Eppure le cuciture degli abiti non reggono, il tessuto fa i pallini dopo pochi lavaggi, il colore finisce nello scarico della lavatrice.

Anche il mondo dell’alta moda non se l’è cavata meglio, gonfiando i prezzi e talvolta non garantendo una grande qualità. Fibre sintetiche vengono miscelate assieme al cotone e alla lana, per risparmiare, e i tessuti si fanno più sottili e meno resistenti.

 

 

Questa era la situazione che la Cline ci descriveva nel 2012. Ora, sei anni dopo, le cose non sono radicalmente diverse, ma per fortuna stanno cambiando: i negozi di H&M, ad esempio, offrono un ritiro degli abiti usati per impedire che finiscano nelle discariche (perché i vestiti, anche quelli dati in beneficenza, se sono strappati e macchiati senza rimedio e fatti di un cattivo tessuto non vengono rivenduti né riciclati). Puma ha sviluppato una linea di scarpe e abbigliamento biodegradabili o riciclabili. L’industria della moda, in risposta a un rapporto di Greenpeace, sta cercando di limitare l’impatto sull’ambiente, impegnandosi a ripulire le proprie filiere da prodotti chimici pericolosi entro il 2020.

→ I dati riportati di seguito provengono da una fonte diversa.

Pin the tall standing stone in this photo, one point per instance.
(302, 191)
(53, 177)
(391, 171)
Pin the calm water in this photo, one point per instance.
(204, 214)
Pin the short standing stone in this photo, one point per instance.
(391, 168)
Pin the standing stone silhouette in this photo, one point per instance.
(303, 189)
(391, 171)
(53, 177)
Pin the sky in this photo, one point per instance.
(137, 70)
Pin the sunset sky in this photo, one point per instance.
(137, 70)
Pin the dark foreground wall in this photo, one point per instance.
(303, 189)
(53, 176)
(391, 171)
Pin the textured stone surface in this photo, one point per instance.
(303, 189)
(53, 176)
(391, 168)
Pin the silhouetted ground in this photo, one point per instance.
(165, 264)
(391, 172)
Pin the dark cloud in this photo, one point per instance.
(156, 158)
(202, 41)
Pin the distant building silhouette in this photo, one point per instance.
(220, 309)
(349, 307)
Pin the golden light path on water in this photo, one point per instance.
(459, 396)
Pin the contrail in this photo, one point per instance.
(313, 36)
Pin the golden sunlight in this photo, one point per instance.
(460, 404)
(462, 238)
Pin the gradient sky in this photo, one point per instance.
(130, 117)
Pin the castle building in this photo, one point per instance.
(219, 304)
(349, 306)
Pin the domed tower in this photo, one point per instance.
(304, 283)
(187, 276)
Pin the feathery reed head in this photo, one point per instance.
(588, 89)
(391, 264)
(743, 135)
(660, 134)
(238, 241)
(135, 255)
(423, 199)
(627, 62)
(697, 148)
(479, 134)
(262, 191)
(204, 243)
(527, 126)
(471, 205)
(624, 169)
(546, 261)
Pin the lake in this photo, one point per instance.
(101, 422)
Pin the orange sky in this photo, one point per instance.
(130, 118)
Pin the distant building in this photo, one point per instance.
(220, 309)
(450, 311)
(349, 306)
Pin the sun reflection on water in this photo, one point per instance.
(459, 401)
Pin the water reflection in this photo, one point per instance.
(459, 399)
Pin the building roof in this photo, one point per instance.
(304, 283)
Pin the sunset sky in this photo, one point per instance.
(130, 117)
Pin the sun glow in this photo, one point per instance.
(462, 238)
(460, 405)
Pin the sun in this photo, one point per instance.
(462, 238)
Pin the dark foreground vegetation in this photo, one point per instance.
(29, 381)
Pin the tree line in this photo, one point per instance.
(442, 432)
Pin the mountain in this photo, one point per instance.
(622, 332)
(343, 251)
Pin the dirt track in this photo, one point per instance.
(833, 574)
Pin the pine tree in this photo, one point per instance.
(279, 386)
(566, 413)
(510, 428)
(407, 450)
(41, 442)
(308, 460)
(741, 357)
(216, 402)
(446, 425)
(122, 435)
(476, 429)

Alcune fabbriche stanno rientrando in patria, complice anche l’aumento del costo della manodopera cinese. Su internet stanno aprendo molti brand che dell’etica e della qualità fanno il proprio vessillo, e che possono evitare il rincaro che ci sarebbe sulla vendita al dettaglio in negozio.

 

 

Anche a Udine esistono dal 2015 esempi virtuosi di negozi d’abbigliamento fatti con fibre biologiche, che mettono al primo posto la qualità e il rispetto per l’ambiente.

Una slow fashion si sta lentamente diffondendo e sta prendendo piede, cercando di risvegliare nelle persone il senso del vestirsi bene e del comprare solo quando necessario, la capacità di distinguere tra una cosa fatta bene e una fatta male, e il piacere di prendersi cura dei propri vestiti.

Chiediamoci: quanto indosso di ciò che già possiedo? Se è solo una piccola percentuale, proviamo a creare dei nuovi abbinamenti, rovistiamo in fondo all’armadio (si trova sempre qualcosa di dimenticato!), riscopriamo la creatività e lo stile di ognuno di noi.